When someone in your office says a patient’s insurance has been verified, what does that actually mean? According to the dictionary, to verify is “to check whether or not something is true.” But we need to go much further than that if we want happy patients and good collection numbers. Merely verifying that it’s true that a patient is covered by a particular insurance plan is just the start of insurance verification. If we want to do it right, we also need to verify:
- Insurance maximums, deductibles and amounts already used
- Frequency limitations on all procedures we regularly perform
- Last instance insurance was used for any procedures we regularly perform
- Any exclusions or inside maximums on procedures we may perform
- Any waiting periods for procedures we may perform
- Any age limitations for procedures
- Any missing tooth clauses or waiting periods for re-dos
All of the above should be on a convenient form or spreadsheet that your office can use when calling an insurance company, reviewing an insurance benefits fax, or checking an insurance verification website. It definitely takes a bit more time to fully check insurance, but that time is very well spent when you consider the alternative.
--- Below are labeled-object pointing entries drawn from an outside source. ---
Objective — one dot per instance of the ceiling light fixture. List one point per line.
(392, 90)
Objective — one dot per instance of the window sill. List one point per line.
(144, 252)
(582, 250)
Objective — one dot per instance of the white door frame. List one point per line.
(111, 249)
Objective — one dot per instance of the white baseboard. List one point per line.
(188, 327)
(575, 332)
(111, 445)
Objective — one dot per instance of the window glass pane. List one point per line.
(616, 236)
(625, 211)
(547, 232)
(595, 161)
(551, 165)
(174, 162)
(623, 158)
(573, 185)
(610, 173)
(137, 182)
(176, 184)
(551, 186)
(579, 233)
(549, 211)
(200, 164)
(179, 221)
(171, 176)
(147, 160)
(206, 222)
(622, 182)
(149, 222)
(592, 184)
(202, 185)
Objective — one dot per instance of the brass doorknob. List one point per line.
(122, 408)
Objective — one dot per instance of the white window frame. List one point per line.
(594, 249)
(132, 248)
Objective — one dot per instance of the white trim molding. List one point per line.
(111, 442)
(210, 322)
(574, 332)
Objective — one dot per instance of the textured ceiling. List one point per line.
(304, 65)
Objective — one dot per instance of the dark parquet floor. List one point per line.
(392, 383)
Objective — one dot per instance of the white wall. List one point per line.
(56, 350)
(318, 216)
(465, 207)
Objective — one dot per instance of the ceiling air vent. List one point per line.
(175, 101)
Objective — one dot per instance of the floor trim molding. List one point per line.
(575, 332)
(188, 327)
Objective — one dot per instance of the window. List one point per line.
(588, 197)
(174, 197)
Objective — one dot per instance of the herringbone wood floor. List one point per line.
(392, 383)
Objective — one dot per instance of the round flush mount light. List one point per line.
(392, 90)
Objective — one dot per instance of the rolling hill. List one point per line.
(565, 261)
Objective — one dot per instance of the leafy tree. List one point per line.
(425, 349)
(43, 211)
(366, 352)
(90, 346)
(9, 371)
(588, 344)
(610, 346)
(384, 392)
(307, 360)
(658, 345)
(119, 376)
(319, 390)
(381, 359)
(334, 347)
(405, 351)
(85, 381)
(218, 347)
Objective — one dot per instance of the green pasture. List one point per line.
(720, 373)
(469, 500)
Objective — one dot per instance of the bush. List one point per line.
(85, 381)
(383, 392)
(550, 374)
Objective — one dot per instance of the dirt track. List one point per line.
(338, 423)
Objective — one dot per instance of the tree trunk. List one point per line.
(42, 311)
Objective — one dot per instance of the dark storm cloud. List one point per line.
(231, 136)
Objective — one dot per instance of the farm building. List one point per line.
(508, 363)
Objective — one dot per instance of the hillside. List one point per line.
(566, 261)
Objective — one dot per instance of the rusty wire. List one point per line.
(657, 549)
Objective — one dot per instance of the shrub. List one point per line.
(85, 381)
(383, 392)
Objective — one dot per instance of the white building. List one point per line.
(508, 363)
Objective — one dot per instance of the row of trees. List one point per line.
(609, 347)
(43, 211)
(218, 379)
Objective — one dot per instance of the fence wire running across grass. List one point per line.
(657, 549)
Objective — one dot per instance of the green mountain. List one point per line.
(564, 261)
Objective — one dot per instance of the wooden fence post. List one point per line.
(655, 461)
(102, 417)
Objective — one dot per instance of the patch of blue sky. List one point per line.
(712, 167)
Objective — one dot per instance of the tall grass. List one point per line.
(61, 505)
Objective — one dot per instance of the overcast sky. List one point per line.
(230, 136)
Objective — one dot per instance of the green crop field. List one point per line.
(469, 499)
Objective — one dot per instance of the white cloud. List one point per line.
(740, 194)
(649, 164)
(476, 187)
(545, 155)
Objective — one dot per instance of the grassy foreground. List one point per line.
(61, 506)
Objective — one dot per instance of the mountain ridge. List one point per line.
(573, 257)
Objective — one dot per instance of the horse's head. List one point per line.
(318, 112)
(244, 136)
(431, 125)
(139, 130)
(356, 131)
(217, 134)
Patients have much higher expectations and much less tolerance for unexpected co-pays than ever before. While they agree that it is their insurance and we’re not responsible for what insurance does and doesn’t cover, they will argue the copy, refuse to pay or leave the practice because they feel blindsided with a large co-pay. This is a case where an ounce of verification is much better than a pound of apologies in both patient relations and accounts receivable.